Wal-Mart's clinics also promise to be a major step toward the goal of a national network of electronic health records. Wal-Mart is part of a consortium of eight big employers, including AT&T (T, news, msgs) and Intel (INTC, news, msgs), that are putting their employees' health records online. And Wal-Mart is requiring that all of its in-store clinics use electronic health records to track the patients they treat. The software, from private company eClinicalWorks, keeps an electronic record on each patient that doctors in any Wal-Mart clinic can pull up easily at the next visit. The system also gives clinic practitioners diagnostic cues to aid in treatment.

This sounds like a big step toward the goal President Bush laid out in 2004 for most Americans to have electronic health records by 2014.

Spurring on the competitors
The best thing about letting Wal-Mart do it is that the company won't have to fix the health care system all by itself. Wal-Mart's entry into this field has already galvanized competition from retailers such as Target (TGT, news, msgs) and CVS Caremark (CVS, news, msgs).

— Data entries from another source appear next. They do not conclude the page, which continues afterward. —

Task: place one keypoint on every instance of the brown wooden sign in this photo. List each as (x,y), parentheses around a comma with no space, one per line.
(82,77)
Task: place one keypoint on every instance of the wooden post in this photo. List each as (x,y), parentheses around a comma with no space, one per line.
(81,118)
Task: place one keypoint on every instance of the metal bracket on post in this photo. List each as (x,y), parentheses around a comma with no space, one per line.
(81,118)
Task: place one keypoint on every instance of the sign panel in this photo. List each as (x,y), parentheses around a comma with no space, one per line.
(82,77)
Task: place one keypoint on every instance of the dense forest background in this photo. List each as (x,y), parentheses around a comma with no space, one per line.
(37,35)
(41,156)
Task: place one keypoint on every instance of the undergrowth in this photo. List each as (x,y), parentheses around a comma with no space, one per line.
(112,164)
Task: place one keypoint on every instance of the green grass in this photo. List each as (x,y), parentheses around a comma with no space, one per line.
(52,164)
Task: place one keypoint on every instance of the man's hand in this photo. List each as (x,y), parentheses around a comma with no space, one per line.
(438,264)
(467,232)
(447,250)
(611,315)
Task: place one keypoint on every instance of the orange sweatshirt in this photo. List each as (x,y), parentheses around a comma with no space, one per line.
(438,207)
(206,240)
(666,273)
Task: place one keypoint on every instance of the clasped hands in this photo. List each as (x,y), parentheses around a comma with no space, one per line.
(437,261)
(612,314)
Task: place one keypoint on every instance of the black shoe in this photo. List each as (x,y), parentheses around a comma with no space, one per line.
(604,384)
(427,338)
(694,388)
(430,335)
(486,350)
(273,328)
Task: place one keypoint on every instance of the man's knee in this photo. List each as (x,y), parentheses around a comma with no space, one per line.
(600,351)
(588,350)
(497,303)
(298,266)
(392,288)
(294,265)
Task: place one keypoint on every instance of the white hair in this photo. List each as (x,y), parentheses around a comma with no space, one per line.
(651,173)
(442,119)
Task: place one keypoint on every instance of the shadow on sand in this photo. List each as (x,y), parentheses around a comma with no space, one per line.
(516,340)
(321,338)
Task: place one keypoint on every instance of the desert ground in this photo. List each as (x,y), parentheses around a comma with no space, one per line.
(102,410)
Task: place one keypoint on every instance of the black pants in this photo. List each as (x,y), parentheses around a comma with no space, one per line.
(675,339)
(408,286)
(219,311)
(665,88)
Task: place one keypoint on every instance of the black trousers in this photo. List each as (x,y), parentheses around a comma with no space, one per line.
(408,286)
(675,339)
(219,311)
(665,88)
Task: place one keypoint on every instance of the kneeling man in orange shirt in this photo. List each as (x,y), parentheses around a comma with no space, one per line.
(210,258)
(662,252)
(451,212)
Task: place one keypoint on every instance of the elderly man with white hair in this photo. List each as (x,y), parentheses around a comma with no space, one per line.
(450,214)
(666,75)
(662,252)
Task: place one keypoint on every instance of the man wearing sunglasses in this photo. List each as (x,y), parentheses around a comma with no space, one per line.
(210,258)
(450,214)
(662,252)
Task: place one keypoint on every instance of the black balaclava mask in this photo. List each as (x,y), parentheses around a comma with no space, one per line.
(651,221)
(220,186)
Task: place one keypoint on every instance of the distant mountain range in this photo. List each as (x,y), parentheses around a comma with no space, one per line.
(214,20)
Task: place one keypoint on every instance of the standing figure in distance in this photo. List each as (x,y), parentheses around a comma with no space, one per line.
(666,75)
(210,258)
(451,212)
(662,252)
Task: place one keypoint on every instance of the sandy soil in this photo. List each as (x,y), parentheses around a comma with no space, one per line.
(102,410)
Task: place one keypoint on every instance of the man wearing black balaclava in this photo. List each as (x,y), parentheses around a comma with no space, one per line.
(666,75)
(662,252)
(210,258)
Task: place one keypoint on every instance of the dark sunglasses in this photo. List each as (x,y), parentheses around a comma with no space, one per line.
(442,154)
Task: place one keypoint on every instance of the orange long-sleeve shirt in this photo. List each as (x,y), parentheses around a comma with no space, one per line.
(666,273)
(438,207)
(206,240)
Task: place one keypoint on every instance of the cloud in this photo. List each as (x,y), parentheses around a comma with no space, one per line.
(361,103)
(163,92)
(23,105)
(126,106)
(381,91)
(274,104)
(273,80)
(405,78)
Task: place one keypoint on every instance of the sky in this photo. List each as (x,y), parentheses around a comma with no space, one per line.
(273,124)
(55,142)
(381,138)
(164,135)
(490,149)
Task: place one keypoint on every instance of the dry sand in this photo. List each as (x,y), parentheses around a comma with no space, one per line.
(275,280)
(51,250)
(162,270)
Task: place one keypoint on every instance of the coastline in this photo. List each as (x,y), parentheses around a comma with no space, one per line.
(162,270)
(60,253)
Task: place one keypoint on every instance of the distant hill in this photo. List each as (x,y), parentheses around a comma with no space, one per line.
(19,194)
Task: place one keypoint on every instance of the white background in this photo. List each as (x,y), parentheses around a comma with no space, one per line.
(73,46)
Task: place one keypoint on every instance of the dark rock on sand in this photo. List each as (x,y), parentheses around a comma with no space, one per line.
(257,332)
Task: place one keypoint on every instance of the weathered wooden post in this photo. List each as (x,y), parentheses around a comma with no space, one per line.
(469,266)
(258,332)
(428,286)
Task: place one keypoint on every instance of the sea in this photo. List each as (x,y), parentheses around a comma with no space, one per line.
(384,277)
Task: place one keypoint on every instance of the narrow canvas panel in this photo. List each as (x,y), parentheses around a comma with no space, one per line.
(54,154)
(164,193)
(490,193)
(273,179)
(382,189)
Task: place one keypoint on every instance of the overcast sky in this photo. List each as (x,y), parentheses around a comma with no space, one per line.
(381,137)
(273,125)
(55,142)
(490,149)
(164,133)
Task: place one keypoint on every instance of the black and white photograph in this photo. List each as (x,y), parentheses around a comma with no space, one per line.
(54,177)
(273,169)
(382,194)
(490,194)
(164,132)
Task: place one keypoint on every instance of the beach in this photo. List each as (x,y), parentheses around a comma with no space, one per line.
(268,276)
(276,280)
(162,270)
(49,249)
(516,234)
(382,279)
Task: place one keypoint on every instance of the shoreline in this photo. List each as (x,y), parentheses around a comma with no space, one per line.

Some, like Target, are matching Wal-Mart step by step. Some are arguably ahead of the giant retailer. Clinic operator MinuteClinic is a CVS subsidiary that operates more clinics than Wal-Mart has opened to date.

What Wal-Mart does, though, is take the game up another level. If you're playing against Wal-Mart, it's compete or die. Walgreen (WAG, news, msgs), Rite Aid (RAD, news, msgs), CVS and other drugstores have to run at full speed with their best ideas or get turned into roadkill. Same for Costco Wholesale (COST, news, msgs), BJ's Wholesale Club (BJ, news, msgs) and Target. Think e-health information companies such as WebMD Health (WBMD, news, msgs) haven't noticed? Especially when Google (GOOG, news, msgs) and Microsoft (MSFT, news, msgs) have recently launched Internet-based e-health services. (Microsoft is the publisher of MSN Money.)

And if all those companies are competing, that will force the drug makers, the insurance companies, the health care providers and the health management companies into motion, too. It won't be enough for these companies just to lobby in Washington anymore.

Evolving program for employees, too
There's more than a little irony in seeing Wal-Mart take the lead in the health care market in the United States. The company has received well-deserved criticism for the way its rules prevent part-time workers from receiving health insurance.

For example, part-time workers had to work at the company for two years before they were eligible for health insurance. In 2005, WakeUpWalMart found that 300,000 Wal-Mart workers and their families had received publicly funded health care -- because they didn't have any company insurance -- at a cost of $1.4 billion.

That's begun to change. The company has cut the waiting period on health insurance for part-time workers to 12 months. (For 2007, the company set a goal of having 50% of its employees covered by company health insurance. The national average at big companies in the United States is 63%.) Children of part-time workers will be eligible for company health benefits. And co-pays on generic medications for common conditions such as diabetes, hypertension, high cholesterol and infections have been reduced to $3 from $10.

Has Wal-Mart changed enough on the inside? No way. But you don't have to like the company to think it might be able to do what no one else has been able to do: fix health care in the United States.